By Jack Etkin
The math for the Rockies to reach the postseason for a franchise-record third consecutive year is daunting but doable. That’s assuming they play markedly better than they did leading to the All-Star break.
The Rockies have lost six straight games and 11 of their past 15, leaving them with a 44-45 record. They are still just 2 ½ games behind in the scramble for the second wild-card spot in the National League but in a fifth-place tie in that scrum with two other clubs within three games of them.
Major League Baseball adopted the second wild-card team in 2012. Since then four teams have advanced to the postseason with 87 wins _ the Rockies in 2017, the Giants and Mets in 2016 and the Yankees in 2015.
The 2015 Astros won 86 games and reached the postseason, and the Twins made it in 2017 with 85 victories.
Going back to when the Division Series was added in 1995, the Indians won 86 games, led the American League Central and advanced to the World Series. The Cardinals won the NL Central with a mere 83 victories in 2006 and won the Series.
The Rockies can likely put aside any notion of winning the NL West. They are 14 ½ games behind the Dodgers, who also lead the Diamondbacks by 13 ½ games and the Padres by 14 games.

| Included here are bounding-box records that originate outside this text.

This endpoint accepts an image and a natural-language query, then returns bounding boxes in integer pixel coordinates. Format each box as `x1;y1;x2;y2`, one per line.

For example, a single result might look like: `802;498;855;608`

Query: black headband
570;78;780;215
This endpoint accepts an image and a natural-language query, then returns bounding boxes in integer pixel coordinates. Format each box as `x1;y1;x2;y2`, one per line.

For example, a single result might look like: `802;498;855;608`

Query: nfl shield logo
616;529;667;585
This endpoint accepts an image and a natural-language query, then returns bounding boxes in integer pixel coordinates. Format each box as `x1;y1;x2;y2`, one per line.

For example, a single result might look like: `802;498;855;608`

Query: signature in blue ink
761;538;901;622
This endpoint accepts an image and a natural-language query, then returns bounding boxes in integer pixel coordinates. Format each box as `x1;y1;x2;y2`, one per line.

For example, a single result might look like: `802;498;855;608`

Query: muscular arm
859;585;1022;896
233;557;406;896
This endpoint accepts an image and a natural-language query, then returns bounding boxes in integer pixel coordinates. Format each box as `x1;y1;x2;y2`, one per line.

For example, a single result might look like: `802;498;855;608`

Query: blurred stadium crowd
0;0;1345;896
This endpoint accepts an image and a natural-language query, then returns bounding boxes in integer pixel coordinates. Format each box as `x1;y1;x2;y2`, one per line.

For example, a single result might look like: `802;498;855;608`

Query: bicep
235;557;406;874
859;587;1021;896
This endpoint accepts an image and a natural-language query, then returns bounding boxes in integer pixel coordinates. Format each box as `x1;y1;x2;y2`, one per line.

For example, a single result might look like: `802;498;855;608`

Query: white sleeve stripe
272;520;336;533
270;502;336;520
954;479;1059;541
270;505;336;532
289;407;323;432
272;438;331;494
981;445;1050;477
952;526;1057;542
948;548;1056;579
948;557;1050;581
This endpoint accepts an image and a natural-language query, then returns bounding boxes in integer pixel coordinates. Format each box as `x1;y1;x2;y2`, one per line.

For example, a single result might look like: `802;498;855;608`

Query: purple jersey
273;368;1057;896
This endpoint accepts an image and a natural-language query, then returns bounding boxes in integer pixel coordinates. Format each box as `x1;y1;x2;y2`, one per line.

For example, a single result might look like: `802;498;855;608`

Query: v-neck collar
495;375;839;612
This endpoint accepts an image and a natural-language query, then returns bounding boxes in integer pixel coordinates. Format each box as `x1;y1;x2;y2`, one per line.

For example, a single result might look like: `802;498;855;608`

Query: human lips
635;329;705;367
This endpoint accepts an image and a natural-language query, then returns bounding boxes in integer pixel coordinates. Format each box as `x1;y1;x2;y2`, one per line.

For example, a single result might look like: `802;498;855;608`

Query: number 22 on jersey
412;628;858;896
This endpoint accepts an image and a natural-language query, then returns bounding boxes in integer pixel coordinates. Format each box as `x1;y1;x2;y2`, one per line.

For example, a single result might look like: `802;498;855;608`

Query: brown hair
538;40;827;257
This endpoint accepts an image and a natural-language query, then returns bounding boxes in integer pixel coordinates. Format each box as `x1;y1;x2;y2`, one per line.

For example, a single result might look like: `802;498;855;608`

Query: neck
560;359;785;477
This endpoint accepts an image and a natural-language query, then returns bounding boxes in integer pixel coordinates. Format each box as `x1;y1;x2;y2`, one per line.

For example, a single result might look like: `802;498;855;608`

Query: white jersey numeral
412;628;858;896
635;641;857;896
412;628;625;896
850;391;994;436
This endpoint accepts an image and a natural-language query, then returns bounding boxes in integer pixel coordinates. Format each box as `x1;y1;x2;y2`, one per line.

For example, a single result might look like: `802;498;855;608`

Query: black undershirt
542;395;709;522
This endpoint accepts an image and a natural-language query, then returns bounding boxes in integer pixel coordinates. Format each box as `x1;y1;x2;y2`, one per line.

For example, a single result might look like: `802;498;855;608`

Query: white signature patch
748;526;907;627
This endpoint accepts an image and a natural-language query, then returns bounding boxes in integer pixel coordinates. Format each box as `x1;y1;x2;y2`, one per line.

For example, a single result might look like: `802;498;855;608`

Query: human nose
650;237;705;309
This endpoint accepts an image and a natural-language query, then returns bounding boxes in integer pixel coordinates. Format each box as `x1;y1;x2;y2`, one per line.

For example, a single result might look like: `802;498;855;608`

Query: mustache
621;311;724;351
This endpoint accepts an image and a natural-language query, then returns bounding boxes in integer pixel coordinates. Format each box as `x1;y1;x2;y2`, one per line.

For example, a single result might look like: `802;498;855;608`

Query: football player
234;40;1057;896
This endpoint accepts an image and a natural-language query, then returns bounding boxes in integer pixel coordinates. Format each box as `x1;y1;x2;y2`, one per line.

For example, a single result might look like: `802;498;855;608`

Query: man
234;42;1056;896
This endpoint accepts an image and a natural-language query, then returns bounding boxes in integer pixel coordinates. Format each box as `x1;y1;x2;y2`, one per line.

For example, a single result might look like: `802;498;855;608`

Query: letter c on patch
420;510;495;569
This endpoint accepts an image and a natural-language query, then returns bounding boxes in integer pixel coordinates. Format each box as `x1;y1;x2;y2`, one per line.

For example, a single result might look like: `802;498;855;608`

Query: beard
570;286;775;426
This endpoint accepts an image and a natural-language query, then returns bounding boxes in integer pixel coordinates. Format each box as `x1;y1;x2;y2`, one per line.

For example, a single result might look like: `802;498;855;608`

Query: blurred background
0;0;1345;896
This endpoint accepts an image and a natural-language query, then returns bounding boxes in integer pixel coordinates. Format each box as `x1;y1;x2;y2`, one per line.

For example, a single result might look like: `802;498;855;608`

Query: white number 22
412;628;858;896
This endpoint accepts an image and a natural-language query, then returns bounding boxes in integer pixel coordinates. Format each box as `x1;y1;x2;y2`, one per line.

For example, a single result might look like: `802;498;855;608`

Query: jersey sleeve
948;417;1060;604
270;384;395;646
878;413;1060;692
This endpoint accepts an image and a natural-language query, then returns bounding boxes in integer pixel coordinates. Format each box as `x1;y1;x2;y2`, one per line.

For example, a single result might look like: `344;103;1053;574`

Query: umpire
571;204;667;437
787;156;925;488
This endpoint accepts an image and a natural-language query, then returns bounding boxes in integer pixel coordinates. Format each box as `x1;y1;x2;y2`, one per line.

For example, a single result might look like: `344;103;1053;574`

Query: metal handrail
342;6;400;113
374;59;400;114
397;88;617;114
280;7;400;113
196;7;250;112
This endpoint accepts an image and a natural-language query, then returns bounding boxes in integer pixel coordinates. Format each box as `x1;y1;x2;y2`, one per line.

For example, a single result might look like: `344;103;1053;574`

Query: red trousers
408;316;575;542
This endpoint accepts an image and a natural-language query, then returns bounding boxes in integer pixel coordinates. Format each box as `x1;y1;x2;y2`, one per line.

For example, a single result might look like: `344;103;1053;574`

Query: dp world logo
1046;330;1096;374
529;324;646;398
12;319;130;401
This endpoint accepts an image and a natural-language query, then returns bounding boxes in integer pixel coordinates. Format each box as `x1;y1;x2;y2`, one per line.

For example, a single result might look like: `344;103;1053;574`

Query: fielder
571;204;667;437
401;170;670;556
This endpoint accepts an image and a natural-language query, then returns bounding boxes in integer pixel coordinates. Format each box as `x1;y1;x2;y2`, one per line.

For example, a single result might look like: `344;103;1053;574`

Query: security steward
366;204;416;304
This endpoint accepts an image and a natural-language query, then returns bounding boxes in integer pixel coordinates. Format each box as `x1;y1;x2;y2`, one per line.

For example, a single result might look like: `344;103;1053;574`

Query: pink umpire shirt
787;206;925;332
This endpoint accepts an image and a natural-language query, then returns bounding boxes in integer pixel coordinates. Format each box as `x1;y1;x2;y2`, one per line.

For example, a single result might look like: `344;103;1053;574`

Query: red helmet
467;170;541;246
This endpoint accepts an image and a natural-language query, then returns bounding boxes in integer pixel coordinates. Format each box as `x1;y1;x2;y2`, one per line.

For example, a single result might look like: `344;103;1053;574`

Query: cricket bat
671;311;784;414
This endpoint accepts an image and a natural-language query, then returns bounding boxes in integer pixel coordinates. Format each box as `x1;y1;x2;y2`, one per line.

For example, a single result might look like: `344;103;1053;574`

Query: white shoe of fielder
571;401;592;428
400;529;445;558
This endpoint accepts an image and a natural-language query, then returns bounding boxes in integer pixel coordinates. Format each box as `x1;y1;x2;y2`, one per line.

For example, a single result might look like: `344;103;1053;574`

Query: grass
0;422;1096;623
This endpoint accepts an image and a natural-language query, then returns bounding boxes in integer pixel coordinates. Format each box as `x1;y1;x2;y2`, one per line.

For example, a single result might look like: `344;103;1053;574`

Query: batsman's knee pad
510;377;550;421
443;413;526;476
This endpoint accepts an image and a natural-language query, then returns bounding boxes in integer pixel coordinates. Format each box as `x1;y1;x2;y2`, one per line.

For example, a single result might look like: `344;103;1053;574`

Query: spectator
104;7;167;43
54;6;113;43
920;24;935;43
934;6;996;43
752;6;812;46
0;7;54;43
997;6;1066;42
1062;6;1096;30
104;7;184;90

Let’s assume the Rockies will need to win 86 games to have a chance at playing in October. That means they will have to go 42-31 (.575) the rest of the season. Consider that after their franchise-worst 3-12 start, the Rockies had a 40-34 record on June 20 before their current 5-11 swoon. Hence, to get from those early depths to six games above .500, the Rockies went 37-22 (.627). So, yeah, they could again find the wind at their back, blowing hard.